We reported earlier on an action brought by Instituto Nacional de Seguros (“INS”), a Costa Rican state-owned insurer, against Florida insurance broker Hemispheric Reinsurance Group, L.L.C. and London-based Howden Insurance Brokers Limited. INS alleges breach of contract and tort claims based on Hemspheric’s and Howden’s alleged commission overcharge on $300 million in faculty reinsurance coverage INS obtained on a single property damage and business interruption policy. INS had retained Hemispheric as broker for its reinsurance program; Hemispheric, in turn, retained Howden as sub-broker to gain access to the London reinsurance market.

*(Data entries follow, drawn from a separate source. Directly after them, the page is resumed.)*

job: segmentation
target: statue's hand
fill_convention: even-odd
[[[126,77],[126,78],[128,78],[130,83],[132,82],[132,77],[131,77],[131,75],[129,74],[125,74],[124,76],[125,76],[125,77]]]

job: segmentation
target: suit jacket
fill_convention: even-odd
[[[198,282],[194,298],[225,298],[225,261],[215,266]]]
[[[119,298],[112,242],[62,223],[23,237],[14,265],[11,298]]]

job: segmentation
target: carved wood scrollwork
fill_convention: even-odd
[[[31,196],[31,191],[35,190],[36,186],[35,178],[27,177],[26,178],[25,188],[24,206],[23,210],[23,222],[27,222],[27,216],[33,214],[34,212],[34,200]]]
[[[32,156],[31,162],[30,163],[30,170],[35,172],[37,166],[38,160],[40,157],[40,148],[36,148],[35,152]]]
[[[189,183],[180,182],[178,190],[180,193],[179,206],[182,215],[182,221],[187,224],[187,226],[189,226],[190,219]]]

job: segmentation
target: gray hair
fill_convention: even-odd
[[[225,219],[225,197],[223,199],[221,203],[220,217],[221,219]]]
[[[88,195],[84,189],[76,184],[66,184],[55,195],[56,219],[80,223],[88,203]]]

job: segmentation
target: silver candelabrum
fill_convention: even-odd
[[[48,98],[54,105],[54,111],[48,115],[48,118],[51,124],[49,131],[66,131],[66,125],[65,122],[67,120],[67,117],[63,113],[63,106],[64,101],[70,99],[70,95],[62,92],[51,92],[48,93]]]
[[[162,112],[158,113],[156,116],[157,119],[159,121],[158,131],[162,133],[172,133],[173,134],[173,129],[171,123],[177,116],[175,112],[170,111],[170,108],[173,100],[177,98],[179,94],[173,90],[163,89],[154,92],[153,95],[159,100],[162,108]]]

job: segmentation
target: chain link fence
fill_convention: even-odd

Howden moved for a determination that English law and practice should apply to INS’s tort claims. INS argued in opposition that the relationship between the parties began in Florida, and that Florida continued to be the center of the parties’ relationship. INS further argued that the funds for the reinsurance program, including the alleged overcharges, flowed through Florida. Howden argued that its conduct took place in England and, further, that there was no “center” of the parties’ relationship because there was no cognizable relationship between INS and Howden as the parties were not in privity. Agreeing with INS, the court held that Florida law applies to INS’s tort claims under Florida’s “most significant relationship” test. Instituto Nacional de Seguros v. Hemispheric Reinsurance Group, L.L.C., Case No. 10-33653 CA 04 (Fla. Cir. Ct. Apr. 10, 2013).